Bush's publication of the 730-page digital book comes as he attempts to reset a campaign hobbled by stagnant poll numbers, a fundraising slowdown and a poor debate performance. On Monday, Bush officially begins his "Jeb Can Fix It" tour in Tampa, pitched as the start of his campaign comeback.

The e-book covers his two terms as governor, 1999-2007, when he carried a Blackberry at all times, spending 25 to 30 hours a week emailing and responding to a diverse range of people through his public and personal email account. The Blackberry was included in Bush's official portrait as governor.

Bush told NBC's "Meet the Press" Sunday that the e-book is "really the essence of the servant leadership that I had as governor of this state."

Since launching his presidential campaign in June, Bush has repeatedly pointed to his record and experience as governor to sell voters on why he should be the GOP's next nominee.

The first chapter, "This is Exhilarating," opens with his inaugural address on Jan. 5, 1999. The book ends with a chapter titled "This Job Gives Me Great Joy!"

The book includes the saga of Elian Gonzalez, the 5-year-old boy returned to Cuba more than a year after he was found clinging to an inner tube off the Florida coast when his mother and others fleeing Cuba drowned trying to reach U.S. soil. He wrote one constituent that the case "should not be looked at from a political perspective," but what's in the child's "best interest."

On the 2000 presidential election recount, Bush wrote: "As governor I was somewhat embarrassed about how difficult the recount became. Who had ever heard of 'hanging chads?" The razor-thin margin in Florida between his brother, George W. Bush, and Vice President Al Gore, led to a contested outcome resolved before the U.S. Supreme Court.

More typical were emails with everyday Floridians like a woman complaining in 1999 about problems caused by tractor-trailers on I-75 and a man outraged in 2006 over the state's skyrocketing homeowner insurance rates.

He also shared his mixed feelings on receiving an email from a 32-year-old black single mother who praised him at the end of his gubernatorial tenure, but said she was unconvinced he cared about African-Americans.

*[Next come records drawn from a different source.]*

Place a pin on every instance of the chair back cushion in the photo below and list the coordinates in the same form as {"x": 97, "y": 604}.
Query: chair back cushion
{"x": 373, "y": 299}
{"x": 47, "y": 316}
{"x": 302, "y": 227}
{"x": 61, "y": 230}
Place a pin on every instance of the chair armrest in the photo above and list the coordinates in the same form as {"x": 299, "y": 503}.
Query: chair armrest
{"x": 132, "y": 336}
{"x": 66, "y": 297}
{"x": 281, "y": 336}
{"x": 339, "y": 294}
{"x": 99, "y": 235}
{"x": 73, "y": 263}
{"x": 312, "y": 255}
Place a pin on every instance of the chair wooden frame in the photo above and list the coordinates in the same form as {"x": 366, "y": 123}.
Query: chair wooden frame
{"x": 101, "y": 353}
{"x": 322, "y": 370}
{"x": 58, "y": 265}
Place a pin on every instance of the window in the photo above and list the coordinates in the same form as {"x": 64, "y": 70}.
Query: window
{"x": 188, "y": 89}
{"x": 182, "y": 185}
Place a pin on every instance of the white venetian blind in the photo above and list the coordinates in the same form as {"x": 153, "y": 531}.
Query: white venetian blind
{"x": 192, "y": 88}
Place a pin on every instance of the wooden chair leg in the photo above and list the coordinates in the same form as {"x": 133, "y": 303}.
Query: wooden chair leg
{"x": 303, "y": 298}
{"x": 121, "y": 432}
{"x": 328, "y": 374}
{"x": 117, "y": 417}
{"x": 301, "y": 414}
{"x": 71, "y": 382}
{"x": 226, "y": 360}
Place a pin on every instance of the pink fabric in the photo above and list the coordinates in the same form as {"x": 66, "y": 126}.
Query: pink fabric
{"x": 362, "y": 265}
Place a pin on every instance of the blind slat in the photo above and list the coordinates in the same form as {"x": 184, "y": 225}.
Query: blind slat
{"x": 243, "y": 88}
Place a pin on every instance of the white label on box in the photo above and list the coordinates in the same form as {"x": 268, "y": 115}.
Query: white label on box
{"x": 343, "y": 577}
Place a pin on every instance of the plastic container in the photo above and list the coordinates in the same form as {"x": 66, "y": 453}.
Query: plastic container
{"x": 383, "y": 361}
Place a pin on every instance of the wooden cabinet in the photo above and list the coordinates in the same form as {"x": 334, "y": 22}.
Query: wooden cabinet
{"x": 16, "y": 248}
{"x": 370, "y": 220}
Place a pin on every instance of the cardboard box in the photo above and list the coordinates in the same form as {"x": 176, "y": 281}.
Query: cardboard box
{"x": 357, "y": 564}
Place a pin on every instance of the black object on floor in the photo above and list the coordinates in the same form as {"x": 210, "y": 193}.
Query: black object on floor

"All people matter to me and I have tried as hard as I can to prove that," Bush replied.

He also included email exchanges with current GOP rival and fellow Floridian Marco Rubio.

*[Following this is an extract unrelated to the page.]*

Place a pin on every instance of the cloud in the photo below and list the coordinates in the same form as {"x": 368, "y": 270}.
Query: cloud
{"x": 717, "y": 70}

"I couldn't resist ribbing my friend Marco Rubio just a little," wrote Bush in a 2006 email when Rubio's office responded to his email with an automated reply. Rubio was House speaker at the time.

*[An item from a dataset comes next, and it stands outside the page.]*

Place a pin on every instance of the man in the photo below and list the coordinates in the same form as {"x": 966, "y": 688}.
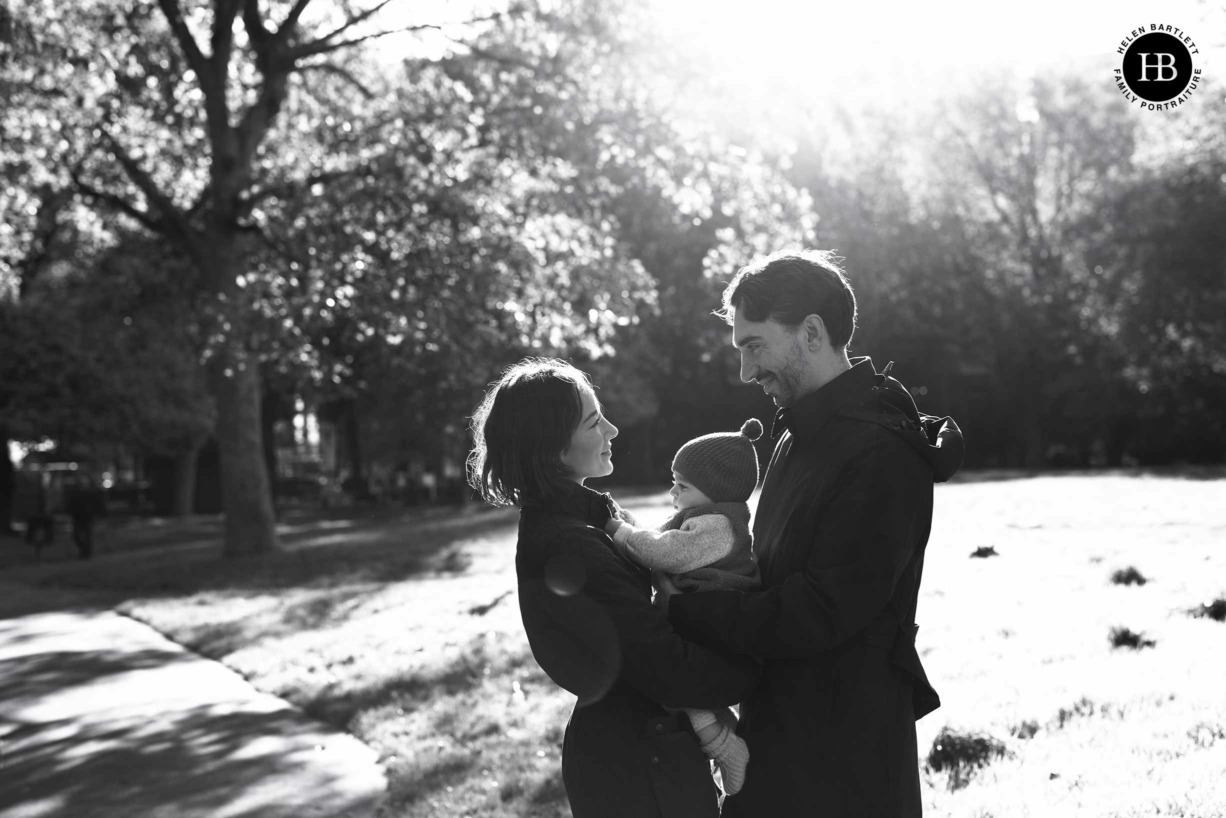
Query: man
{"x": 85, "y": 502}
{"x": 840, "y": 532}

"Automated response!!! ...," Bush wrote back with 26 exclamation points.

Rubio wrote back: "Even the most innovative among us need time to make dramatic changes like getting rid of the auto response!"

In the final chapter, Bush rejects talk of a Bush dynasty in an email to the conservative Weekly Standard's Fred Barnes and said: "I am not big on talking about dynasties because I don't think they reflect the service of my granddad, father and brother's public service. It is not the motivating factor," he wrote. "It is not who we are."